Flawless Fractal Food Featured This Week ‘In the NVIDIA Studio’

Editor’s note: This post is part of our weekly In the NVIDIA Studio series, which celebrates featured artists, offers creative tips and tricks, and demonstrates how NVIDIA Studio technology improves creative workflows.

ManvsMachine steps In the NVIDIA Studio this week to share insights behind fractal art — which uses algorithms to artistically represent calculations — derived from geometric objects as digital images and animations.

Ethos Reflected

Founded in London in 2007, ManvsMachine is a multidimensional creative company specializing in design, film and visual arts.

 

ManvsMachine works closely with the world’s leading brands and agencies, including Volvo, Adidas, Nike and more, to produce award-winning creative content.

 

The team at ManvsMachine finds inspiration from a host of places: nature and wildlife, conversations, films, documentaries, as well as new and historic artists of all mediums.

Fractal Food

For fans of romanesco broccoli, the edible flower bud resembling cauliflower in texture and broccoli in taste might conjure mild, nutty, sweet notes that lend well to savory pairings. For ManvsMachine, it presented an artistic opportunity.

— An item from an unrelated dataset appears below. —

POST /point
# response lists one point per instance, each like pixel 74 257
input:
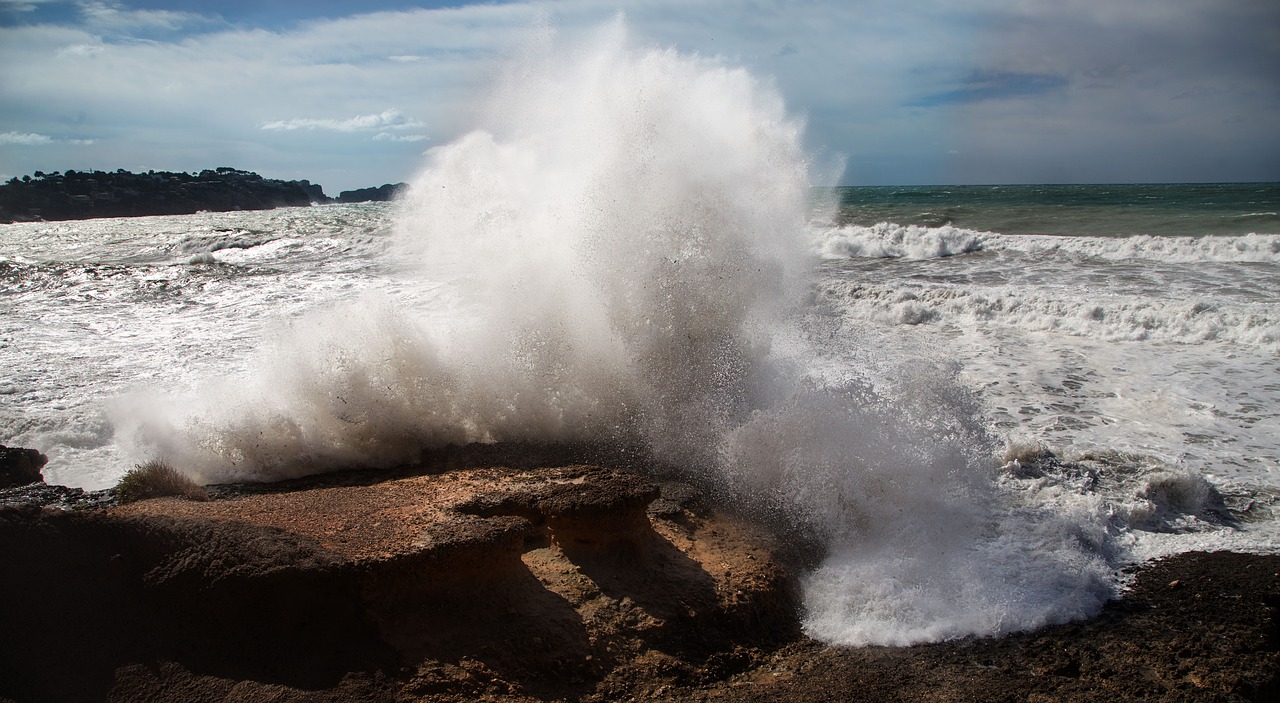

Romanesco broccoli is the inspiration behind ‘Roving Romanesco.’

The Roving Romanesco animation started out as a series of explorations based on romanesco broccoli, a prime example of a fractal found in nature.

ManvsMachine’s goal was to find an efficient way of recreating it in 3D and generate complex geometry using a simple setup.

The genesis of the animation revolved around creating a phyllotaxis pattern, an arrangement of leaves on a plant stem, using the high-performance expression language VEX in SideFX’s Houdini software.

Points offset at 137.5 degrees, known as the golden angle.

This was achieved by creating numerous points and offsetting each from the previous one by 137.5 degrees, known as the golden or “perfect circular” angle, while moving outward from the center. The built-in RTX-accelerated Karma XPU renderer enabled fast simulation models powered by the team’s GeForce RTX 3090 GPUs.

Individual florets begin to form.

The team added simple height and width to the shapes using ramp controls then copied geometry onto those points inside a loop.

Romanesco broccoli starts to come together.

With the basic structure intact, ManvsMachine sculpted florets individually to create a stunning 3D model in the shape of romanesco broccoli. The RTX-accelerated Karma XPU renderer dramatically sped up animations of the shape, as well.

“Creativity is enhanced by faster ray-traced rendering, smoother 3D viewports, quicker simulations and AI-enhanced image denoising upscaling — all accelerated by NVIDIA RTX GPUs.” — ManvsMachine

The project was then imported to Foundry’s Nuke software for compositing and final touch-ups. When pursuing a softer look, ManvsMachine counteracted the complexity of the animation with some “easy-on-the-eyes” materials and color choices with a realistic depth of field.

Many advanced nodes in Nuke are GPU accelerated, which gave the team another speed advantage.

Projects like Roving Romanesco represent the high-quality work ManvsMachine strives to deliver for clients.

“Our ethos is reflected in our name,” said ManvsMachine. “Equal importance is placed on ideas and execution. Rather than sell an idea and then work out how to make it later, the preference is to present clients with the full picture, often leading with technique to inform the creative.”

Designers, directors, visual effects artists and creative producers — team ManvsMachine.